Verdi: Ernani

Though it is not all that frequently performed today, Ernani, which Verdi composed at the age of 30, is one of the finest of his early operas. Based on a play by Victor Hugo, it transforms the elegant irony of the play into full-blooded Romantic opera, and contains a wealth of beautiful and gloriously singable tunes, with rewarding roles for the bandit Ernani, Don Carlo, Silva and Elvira, the woman desired by all three of them.

Our rating

5

Published: January 20, 2012 at 2:29 pm

COMPOSERS: Verdi
LABELS: Decca
WORKS: Ernani
PERFORMER: Luciano Pavarotti, Joan Sutherland, Leo Nucci, Paata Burchuladze; Welsh National Opera Orchestra & Chorus/ Richard Bonynge
CATALOGUE NO: 421 412-2

Though it is not all that frequently performed today, Ernani, which Verdi composed at the age of 30, is one of the finest of his early operas. Based on a play by Victor Hugo, it transforms the elegant irony of the play into full-blooded Romantic opera, and contains a wealth of beautiful and gloriously singable tunes, with rewarding roles for the bandit Ernani, Don Carlo, Silva and Elvira, the woman desired by all three of them.
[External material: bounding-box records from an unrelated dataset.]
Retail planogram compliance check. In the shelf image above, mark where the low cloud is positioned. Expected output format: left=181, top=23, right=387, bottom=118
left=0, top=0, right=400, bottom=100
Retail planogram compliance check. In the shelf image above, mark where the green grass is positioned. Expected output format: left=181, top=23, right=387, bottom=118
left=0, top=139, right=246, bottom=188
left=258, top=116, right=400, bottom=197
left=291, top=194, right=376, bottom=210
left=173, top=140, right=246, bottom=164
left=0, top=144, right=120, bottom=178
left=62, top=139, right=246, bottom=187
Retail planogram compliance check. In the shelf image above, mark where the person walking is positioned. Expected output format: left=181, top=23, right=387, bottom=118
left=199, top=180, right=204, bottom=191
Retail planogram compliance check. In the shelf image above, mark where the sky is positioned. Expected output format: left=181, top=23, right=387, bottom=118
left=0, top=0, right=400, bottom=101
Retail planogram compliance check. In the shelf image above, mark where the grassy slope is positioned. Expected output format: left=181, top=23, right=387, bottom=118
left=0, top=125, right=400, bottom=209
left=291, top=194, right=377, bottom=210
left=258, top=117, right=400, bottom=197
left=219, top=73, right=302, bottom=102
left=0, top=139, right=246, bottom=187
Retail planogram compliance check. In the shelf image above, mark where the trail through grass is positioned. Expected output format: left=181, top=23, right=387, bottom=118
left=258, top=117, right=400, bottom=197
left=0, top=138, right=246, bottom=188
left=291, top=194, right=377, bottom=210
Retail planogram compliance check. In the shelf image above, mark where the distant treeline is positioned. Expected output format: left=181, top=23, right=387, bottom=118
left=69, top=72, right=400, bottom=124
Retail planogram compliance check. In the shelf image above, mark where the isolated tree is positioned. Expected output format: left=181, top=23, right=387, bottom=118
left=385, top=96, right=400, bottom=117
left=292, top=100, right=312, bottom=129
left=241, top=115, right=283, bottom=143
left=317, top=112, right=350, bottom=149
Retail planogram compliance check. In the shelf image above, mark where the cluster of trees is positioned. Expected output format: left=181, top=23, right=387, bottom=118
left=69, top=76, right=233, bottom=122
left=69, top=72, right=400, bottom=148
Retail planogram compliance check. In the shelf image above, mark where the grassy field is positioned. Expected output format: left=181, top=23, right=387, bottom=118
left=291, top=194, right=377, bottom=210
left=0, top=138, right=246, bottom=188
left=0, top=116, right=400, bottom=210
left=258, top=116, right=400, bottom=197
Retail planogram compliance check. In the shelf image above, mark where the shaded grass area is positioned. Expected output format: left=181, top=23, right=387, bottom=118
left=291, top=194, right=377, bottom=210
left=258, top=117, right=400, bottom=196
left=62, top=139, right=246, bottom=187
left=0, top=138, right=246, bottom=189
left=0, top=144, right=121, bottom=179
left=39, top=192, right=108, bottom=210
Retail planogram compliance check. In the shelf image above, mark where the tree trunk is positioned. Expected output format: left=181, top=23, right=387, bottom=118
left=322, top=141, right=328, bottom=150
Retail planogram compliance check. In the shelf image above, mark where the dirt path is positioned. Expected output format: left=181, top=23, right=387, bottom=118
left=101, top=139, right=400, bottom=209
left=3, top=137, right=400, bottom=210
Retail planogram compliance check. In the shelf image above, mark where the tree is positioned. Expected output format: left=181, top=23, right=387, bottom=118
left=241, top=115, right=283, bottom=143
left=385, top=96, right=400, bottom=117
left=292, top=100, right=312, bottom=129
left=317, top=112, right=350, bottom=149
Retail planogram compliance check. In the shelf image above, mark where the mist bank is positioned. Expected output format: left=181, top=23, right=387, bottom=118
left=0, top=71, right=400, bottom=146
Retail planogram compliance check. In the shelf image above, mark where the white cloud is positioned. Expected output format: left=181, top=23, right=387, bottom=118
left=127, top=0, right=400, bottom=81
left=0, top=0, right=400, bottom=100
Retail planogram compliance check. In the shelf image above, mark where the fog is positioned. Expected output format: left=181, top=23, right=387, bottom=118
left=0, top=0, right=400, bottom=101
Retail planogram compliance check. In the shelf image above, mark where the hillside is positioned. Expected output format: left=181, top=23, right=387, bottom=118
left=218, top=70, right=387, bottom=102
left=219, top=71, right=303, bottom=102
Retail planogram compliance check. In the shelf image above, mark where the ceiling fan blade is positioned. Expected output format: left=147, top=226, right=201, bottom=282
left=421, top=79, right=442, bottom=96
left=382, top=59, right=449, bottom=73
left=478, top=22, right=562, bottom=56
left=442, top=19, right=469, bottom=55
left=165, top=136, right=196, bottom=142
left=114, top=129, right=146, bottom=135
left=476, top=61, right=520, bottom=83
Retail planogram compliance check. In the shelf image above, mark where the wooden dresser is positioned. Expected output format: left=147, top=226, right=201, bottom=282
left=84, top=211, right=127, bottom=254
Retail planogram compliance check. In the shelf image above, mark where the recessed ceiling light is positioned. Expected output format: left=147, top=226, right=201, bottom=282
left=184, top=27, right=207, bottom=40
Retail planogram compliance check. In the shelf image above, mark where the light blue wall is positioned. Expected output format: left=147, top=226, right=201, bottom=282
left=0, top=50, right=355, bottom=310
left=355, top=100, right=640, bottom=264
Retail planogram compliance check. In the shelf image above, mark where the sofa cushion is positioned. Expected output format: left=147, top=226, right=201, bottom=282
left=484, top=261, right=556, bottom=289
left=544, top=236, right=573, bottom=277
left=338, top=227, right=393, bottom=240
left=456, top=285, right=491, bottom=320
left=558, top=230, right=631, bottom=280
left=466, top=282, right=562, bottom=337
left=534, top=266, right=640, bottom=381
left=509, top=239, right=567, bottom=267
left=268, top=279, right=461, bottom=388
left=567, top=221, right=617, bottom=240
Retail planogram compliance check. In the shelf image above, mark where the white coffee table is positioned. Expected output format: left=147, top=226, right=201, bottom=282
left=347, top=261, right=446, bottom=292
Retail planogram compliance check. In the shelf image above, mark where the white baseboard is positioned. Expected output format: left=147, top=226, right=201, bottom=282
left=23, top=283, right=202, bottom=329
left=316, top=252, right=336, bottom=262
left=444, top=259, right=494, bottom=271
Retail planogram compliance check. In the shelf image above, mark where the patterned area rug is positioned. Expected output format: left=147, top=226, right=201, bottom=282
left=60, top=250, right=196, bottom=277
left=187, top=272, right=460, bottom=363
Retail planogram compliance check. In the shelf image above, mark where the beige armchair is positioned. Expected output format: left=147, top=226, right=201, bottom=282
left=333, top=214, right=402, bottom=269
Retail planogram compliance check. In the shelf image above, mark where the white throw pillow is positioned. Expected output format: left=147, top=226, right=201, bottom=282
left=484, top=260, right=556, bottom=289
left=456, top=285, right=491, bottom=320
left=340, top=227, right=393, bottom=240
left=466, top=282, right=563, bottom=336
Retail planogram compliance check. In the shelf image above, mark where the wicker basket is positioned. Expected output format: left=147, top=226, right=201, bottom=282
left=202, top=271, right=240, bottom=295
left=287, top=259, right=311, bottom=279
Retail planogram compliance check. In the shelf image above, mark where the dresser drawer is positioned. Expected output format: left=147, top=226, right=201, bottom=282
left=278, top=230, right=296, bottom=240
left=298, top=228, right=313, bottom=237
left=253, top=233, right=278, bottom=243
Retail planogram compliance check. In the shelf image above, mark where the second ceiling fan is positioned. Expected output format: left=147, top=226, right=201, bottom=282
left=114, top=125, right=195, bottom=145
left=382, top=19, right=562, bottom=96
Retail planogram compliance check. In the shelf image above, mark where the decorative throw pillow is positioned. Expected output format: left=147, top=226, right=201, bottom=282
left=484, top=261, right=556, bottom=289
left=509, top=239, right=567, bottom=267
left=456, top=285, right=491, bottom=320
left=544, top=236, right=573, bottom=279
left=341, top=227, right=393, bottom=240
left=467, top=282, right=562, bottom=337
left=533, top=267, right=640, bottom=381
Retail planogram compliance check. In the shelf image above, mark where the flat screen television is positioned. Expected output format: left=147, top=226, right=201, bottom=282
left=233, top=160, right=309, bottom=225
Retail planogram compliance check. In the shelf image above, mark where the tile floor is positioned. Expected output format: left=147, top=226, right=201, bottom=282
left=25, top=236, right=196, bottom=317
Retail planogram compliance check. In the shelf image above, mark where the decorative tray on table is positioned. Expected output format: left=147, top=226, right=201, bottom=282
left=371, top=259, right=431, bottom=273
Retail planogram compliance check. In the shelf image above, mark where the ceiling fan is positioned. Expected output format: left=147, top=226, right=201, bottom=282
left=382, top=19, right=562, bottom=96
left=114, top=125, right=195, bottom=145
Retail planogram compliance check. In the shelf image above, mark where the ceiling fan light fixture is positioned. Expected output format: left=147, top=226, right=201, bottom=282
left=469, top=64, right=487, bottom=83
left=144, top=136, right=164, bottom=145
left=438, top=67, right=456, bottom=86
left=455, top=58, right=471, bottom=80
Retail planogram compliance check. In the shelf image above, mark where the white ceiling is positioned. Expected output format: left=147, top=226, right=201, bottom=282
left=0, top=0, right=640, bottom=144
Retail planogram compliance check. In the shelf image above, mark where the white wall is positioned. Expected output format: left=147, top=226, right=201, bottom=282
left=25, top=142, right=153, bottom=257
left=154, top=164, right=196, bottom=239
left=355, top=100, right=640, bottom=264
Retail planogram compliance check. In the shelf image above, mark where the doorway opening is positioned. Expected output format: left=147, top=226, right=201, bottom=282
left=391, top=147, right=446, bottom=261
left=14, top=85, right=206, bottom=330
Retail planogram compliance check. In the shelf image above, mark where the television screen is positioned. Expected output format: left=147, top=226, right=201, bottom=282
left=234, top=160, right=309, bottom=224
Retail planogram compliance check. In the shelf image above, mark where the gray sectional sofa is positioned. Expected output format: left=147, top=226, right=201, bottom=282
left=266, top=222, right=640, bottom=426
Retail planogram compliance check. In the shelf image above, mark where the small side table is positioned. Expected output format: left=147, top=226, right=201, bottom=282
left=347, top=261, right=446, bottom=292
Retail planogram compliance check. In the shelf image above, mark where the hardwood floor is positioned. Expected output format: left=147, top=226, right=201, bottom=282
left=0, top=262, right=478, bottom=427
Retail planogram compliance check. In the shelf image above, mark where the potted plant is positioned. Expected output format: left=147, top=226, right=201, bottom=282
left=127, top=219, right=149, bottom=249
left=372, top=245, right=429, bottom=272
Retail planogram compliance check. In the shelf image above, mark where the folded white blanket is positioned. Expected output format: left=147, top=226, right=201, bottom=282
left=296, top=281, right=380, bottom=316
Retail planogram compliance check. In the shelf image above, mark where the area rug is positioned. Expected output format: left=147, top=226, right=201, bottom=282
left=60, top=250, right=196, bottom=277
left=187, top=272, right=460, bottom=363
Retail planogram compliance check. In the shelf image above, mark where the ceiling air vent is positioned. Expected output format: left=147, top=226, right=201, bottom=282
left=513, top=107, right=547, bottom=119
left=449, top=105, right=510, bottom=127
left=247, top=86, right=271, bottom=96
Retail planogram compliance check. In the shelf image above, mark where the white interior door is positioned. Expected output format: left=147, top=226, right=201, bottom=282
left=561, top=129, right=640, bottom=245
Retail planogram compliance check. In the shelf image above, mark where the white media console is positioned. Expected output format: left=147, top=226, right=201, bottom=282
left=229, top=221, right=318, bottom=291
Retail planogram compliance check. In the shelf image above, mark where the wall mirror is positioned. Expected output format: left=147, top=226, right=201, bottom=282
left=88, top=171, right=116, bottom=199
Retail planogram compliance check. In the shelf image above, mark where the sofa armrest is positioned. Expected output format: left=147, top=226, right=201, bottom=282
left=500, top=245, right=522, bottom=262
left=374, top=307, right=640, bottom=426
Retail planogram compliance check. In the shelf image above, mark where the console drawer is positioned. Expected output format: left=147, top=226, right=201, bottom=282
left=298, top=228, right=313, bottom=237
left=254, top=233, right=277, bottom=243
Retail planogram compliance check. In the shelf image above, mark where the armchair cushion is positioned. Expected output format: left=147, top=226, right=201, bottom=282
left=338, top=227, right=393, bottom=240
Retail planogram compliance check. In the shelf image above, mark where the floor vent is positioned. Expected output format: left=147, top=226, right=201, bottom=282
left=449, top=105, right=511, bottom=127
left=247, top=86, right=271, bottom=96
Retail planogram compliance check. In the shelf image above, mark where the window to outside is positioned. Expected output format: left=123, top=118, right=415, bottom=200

Until now, the recording to be most firmly recommended has been Decca’s 1967 version with those great Verdians Leontyne Price and Carlo Bergonzi as Elvira and Ernani, conducted with a fine sense of drama by Thomas Schippers. But this newly released version with Sutherland and Pavarotti, recorded in 1987 when neither soprano nor tenor was in the first flush of youth, is even more enjoyable. Sutherland’s voice shows few signs of age. She sings throughout with that spontaneous warmth that was always one of her greatest assets, and she decorates the cabaletta of her Act I aria (‘Tutto sprezzo che d’Ernani’) most exhilaratingly and imaginatively. Pavarotti’s Ernani is exciting and, where required, elegant. After Bergonzi, he was the most stylish of Verdi tenors.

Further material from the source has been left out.